Não são raros os casos de professores que identificam comportamentos reveladores de adversidades familiares, uso de drogas, bullying, crimes de natureza sexual como homofobia ou estupro.

Por vezes, a vítima prefere compartilhar com professores por confiança, afinidade ou como um pedido de socorro. Isso não se ensina na faculdade, não está em suas atribuições profissionais, não vem e nem deve vir contemplado no contracheque.

É a natureza da profissão nunca dar as costas ao aluno, mas fazer isso sempre ao egoísmo.

Por mais que a sociedade valide os comportamentos agressivos que por vezes resvalam, infelizmente, para a violência dentro da sala de aula, o professor tem em sua mente um compromisso com o ser humano, por mais desumanizadas que sejam as condições de trabalho que ele possa encontrar.

O professor é quem consegue olhar com esperança para o quadro. Sim, aquele mesmo quadro para o qual tantos olham com tristeza.

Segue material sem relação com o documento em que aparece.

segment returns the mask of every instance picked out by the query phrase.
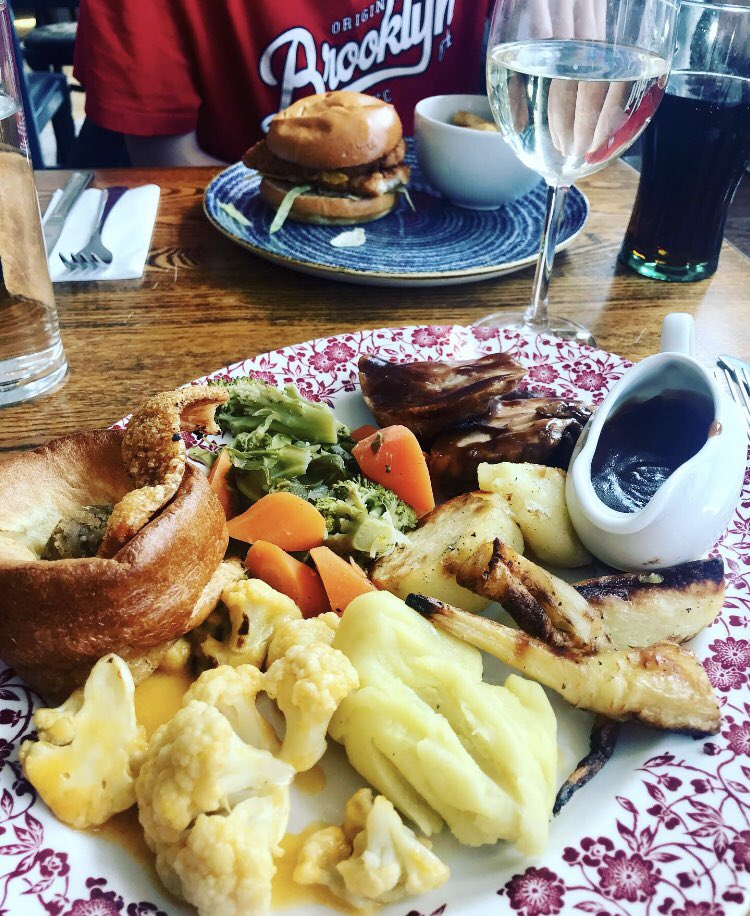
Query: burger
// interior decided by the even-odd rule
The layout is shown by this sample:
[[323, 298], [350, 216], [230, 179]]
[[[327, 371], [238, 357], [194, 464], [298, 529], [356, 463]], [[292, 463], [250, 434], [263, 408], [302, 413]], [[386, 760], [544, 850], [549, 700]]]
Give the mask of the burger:
[[[300, 99], [244, 155], [263, 176], [261, 198], [283, 219], [348, 225], [379, 219], [409, 180], [396, 109], [360, 92]], [[273, 231], [273, 227], [272, 227]]]

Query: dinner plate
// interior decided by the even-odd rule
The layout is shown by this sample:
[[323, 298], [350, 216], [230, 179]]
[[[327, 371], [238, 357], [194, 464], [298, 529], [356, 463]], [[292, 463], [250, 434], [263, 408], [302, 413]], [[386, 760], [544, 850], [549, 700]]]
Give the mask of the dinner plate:
[[[203, 206], [224, 235], [261, 258], [329, 280], [370, 286], [440, 286], [471, 283], [513, 273], [536, 262], [545, 214], [543, 181], [498, 210], [466, 210], [448, 203], [427, 182], [411, 144], [409, 193], [393, 213], [363, 224], [366, 242], [335, 248], [331, 239], [347, 226], [313, 226], [287, 221], [271, 235], [273, 213], [260, 199], [260, 176], [238, 162], [206, 188]], [[243, 225], [227, 211], [234, 206]], [[588, 201], [572, 188], [560, 226], [558, 251], [583, 228]]]
[[[468, 359], [498, 348], [529, 367], [528, 384], [535, 390], [595, 403], [628, 365], [568, 341], [487, 328], [409, 327], [308, 341], [252, 357], [212, 377], [253, 375], [279, 385], [294, 383], [354, 426], [369, 419], [358, 391], [360, 354], [376, 352], [399, 361]], [[613, 759], [552, 822], [544, 855], [524, 858], [507, 843], [468, 849], [440, 835], [434, 848], [451, 868], [449, 882], [384, 913], [745, 916], [750, 897], [748, 532], [750, 478], [716, 548], [726, 566], [724, 610], [692, 645], [722, 705], [720, 734], [694, 740], [623, 727]], [[502, 681], [506, 672], [491, 659], [485, 670], [493, 681]], [[551, 700], [558, 717], [562, 781], [586, 750], [591, 716], [555, 695]], [[0, 668], [0, 913], [194, 912], [160, 890], [153, 869], [114, 842], [112, 831], [71, 830], [35, 797], [17, 762], [18, 745], [32, 731], [35, 702], [12, 671]], [[323, 791], [309, 794], [308, 783], [307, 792], [293, 793], [292, 832], [311, 820], [339, 823], [345, 799], [361, 785], [341, 748], [330, 744], [323, 760]], [[329, 912], [304, 899], [292, 899], [287, 912]]]

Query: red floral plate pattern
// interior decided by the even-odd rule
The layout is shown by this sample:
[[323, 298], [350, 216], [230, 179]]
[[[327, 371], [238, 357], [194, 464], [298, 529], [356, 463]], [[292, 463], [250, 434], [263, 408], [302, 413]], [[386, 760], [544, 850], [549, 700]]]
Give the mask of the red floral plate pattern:
[[[535, 390], [593, 402], [629, 365], [600, 350], [543, 337], [484, 328], [411, 327], [308, 341], [244, 360], [212, 377], [255, 375], [277, 384], [293, 382], [307, 397], [335, 406], [342, 420], [355, 424], [367, 419], [357, 384], [361, 353], [406, 361], [470, 358], [498, 347], [529, 366], [528, 381]], [[726, 566], [726, 603], [693, 648], [720, 698], [720, 734], [704, 741], [629, 726], [613, 760], [551, 825], [543, 857], [524, 860], [508, 844], [461, 849], [441, 835], [435, 848], [450, 864], [451, 880], [411, 905], [387, 908], [388, 913], [745, 916], [750, 898], [750, 475], [715, 549]], [[491, 679], [500, 676], [492, 663], [487, 673]], [[556, 698], [553, 703], [562, 777], [584, 750], [590, 718]], [[59, 824], [36, 798], [21, 775], [17, 749], [32, 731], [37, 704], [10, 669], [0, 669], [0, 916], [192, 912], [166, 898], [116, 844]], [[320, 797], [295, 798], [292, 829], [313, 817], [340, 820], [343, 800], [357, 777], [335, 746], [324, 768], [328, 787]], [[325, 912], [293, 907], [295, 913], [303, 910]]]

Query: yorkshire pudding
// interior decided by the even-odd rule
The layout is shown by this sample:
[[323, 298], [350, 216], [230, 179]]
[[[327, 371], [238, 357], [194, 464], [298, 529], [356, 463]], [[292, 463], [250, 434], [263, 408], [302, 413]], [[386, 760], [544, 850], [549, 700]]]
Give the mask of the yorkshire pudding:
[[68, 436], [0, 465], [0, 658], [49, 701], [80, 686], [108, 652], [138, 657], [211, 610], [200, 599], [223, 559], [226, 521], [189, 465], [111, 556], [41, 559], [61, 519], [134, 492], [126, 435]]

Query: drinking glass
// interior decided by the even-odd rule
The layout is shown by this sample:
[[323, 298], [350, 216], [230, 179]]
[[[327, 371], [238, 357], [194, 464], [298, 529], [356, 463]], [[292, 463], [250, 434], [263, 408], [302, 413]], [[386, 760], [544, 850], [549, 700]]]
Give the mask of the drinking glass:
[[496, 0], [487, 93], [516, 155], [547, 182], [531, 304], [477, 324], [593, 343], [547, 312], [560, 215], [571, 184], [621, 155], [664, 94], [676, 0]]
[[49, 391], [66, 370], [13, 33], [6, 0], [0, 0], [0, 406]]
[[683, 0], [676, 34], [620, 260], [645, 277], [689, 282], [718, 267], [750, 161], [750, 4]]

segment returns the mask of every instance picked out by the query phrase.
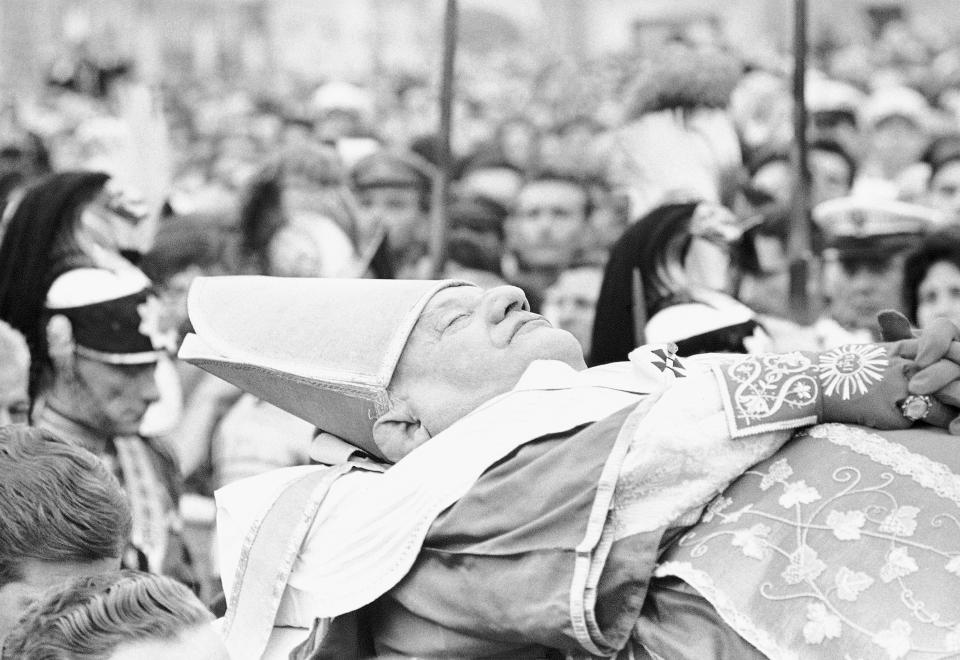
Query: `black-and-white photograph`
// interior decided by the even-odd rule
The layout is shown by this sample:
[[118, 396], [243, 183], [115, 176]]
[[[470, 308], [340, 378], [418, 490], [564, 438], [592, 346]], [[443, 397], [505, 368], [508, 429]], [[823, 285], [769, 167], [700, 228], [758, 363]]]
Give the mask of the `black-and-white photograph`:
[[0, 0], [0, 660], [960, 659], [957, 0]]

O ponto de partida pode estar nos preceitos do primeiro professor da civilização ocidental, Sócrates, que concebia a educação não como algo imposto, mas como partilhamento de saberes nas praças e mercados. Chegando à máxima “Só sei que nada sei”, ele construiu o oposto da educação elitizada dos sofistas. Suas ideias versavam sobre estar ao lado do educando, ouvi-lo, ensiná-lo com paciência e dedicação. Em pouco tempo, o filho de um escultor e de uma parteira passou a representar uma ameaça para aqueles que detinham o poder. Esse é um dos riscos de ser professor: desfazer as amarras da ignorância que foram instauradas por aqueles que sustentam a alienação a fim de explorar, diminuir, agredir. O futuro de Sócrates, infelizmente, foi a punição com a condenação à morte por envenenamento.

Os heróis de sala de aula atuais, cerca de dois milênios e meio depois de Sócrates, esforçam-se para fazer um trabalho dedicado e paciente, em meio à PEC que congela o investimento em educação e a pais que desfazem seu trabalho ao tentarem superar suas dificuldades e ausências na educação do filho.

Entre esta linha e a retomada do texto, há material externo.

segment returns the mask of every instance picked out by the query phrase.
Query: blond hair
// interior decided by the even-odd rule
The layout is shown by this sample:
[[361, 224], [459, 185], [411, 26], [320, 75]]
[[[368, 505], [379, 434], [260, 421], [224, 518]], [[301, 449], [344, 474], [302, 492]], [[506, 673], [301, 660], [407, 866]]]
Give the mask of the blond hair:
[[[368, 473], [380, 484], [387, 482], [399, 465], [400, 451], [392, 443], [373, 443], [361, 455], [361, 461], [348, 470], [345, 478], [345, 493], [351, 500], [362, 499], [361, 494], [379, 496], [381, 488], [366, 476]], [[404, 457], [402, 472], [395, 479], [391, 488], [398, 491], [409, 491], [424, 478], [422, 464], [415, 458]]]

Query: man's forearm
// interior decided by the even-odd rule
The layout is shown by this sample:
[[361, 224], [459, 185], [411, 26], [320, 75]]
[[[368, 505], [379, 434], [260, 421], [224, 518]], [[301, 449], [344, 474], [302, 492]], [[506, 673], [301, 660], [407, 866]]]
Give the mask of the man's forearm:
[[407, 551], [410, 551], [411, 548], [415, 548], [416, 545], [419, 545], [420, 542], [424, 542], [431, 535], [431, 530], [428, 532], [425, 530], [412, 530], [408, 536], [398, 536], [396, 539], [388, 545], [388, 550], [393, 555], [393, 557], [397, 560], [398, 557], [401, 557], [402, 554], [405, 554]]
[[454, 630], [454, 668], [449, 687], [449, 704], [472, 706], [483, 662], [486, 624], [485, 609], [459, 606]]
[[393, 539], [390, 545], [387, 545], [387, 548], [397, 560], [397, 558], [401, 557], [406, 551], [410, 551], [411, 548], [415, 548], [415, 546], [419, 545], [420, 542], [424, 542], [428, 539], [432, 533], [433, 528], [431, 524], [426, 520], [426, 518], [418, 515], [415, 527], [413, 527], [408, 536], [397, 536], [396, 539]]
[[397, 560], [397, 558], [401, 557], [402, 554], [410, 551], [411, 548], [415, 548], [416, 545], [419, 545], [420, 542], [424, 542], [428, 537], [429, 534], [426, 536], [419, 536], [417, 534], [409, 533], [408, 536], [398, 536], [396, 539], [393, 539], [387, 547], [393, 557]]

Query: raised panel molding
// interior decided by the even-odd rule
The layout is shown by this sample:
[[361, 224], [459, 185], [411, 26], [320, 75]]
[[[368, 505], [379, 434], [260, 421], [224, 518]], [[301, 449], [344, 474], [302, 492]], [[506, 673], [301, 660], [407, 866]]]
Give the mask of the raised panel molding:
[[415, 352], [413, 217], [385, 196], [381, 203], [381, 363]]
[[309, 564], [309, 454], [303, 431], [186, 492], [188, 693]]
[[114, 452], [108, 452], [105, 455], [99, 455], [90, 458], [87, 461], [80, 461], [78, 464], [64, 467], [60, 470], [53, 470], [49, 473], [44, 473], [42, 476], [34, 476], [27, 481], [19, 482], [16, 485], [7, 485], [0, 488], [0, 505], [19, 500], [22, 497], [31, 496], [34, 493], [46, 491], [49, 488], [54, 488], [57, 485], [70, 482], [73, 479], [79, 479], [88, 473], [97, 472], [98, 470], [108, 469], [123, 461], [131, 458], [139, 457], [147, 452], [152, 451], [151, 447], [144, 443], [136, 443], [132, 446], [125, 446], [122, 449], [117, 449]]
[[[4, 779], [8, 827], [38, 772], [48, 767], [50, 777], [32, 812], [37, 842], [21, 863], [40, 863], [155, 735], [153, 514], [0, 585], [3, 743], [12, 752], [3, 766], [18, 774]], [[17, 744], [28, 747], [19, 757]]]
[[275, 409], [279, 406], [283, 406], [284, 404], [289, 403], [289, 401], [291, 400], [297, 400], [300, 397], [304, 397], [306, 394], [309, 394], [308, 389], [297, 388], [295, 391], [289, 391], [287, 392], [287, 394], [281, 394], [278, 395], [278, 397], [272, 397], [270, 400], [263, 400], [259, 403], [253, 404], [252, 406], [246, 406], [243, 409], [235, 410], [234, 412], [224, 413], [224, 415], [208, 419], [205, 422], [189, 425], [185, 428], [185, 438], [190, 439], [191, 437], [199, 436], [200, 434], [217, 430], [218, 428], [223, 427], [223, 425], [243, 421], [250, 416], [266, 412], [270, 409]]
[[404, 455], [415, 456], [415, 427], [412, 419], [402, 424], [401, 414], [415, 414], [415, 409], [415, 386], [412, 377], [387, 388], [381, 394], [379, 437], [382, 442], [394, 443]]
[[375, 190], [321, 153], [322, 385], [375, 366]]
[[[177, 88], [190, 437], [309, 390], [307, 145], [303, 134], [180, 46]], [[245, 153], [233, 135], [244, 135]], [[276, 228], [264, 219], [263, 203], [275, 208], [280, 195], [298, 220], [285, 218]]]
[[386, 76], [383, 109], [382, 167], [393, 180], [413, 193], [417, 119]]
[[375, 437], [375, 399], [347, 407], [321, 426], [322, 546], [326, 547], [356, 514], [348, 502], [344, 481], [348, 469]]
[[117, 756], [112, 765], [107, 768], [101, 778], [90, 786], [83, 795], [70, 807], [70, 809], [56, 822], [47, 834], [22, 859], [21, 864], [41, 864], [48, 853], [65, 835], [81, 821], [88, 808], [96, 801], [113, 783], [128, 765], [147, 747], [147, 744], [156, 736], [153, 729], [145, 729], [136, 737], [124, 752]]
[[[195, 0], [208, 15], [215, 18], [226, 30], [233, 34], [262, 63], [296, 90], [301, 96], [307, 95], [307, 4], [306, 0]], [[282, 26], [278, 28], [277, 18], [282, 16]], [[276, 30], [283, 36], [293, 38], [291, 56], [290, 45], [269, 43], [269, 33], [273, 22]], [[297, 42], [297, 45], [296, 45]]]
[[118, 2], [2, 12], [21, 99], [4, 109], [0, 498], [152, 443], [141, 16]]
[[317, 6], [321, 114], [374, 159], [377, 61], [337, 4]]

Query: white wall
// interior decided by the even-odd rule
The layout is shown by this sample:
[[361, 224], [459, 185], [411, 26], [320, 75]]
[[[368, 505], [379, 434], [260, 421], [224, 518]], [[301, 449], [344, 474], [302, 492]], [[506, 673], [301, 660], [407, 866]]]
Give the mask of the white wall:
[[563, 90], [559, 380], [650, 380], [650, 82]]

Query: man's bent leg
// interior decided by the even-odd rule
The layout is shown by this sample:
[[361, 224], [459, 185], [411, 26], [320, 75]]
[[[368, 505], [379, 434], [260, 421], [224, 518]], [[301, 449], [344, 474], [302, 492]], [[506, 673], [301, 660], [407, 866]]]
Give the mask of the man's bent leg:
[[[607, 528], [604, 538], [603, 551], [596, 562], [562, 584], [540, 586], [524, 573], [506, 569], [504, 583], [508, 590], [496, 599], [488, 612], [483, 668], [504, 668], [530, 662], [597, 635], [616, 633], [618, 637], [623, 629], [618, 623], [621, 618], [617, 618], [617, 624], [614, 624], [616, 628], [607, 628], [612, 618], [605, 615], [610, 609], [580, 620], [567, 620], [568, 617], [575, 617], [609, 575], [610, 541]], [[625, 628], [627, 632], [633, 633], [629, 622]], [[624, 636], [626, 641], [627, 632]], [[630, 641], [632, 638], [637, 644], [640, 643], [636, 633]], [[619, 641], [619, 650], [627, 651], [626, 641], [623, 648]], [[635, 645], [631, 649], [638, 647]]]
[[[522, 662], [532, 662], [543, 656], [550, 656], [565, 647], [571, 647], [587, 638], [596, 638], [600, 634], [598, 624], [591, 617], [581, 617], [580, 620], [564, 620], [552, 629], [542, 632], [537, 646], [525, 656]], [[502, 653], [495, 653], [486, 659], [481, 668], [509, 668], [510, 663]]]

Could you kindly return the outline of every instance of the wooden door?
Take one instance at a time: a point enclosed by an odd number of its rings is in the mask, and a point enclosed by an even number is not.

O caminho é árduo, mas o ser humano que está em sala de aula confia em um futuro promissor para todos nós e para aqueles, pequenos ou nem tanto, que podem ser os atuantes na transformação da sociedade em que vivemos.

Enquanto houver esperança, há chances de se mudar o quadro. Em meio às dificuldades, todo professor sabe que também é transformado por aquela turma, por aqueles raros instantes de silêncio durante a explicação, conquistados a duras impostações vocais. O combustível para movimentar a engrenagem de fé que crê em dias melhores na educação é o sorriso que se abre depois da compreensão daquilo que parecia tão complexo, tão difícil, tão assustador. É ver a evolução daqueles seres humanos sabendo que, em parte, o mestre também se transforma, também evolui, também muda no exercício da profissão.

Parece que você vai todos os dias fazer tudo sempre igual, como canta Chico, mas cada turma é uma turma, com especificidades que requerem deste ator escondido no jaleco a habilidade de transformar, em questão de poucos minutos, a abordagem do tema. Parece que foi improviso, mas não se engane: professores amam tanto o que fazem a ponto de fazer a mesma coisa, a partir de diferentes pontos de partida convenientes para cada turma, só para conduzir seus educandos ao conhecimento.

Eles são perspicazes, perigosos e, justamente por isso, adoráveis.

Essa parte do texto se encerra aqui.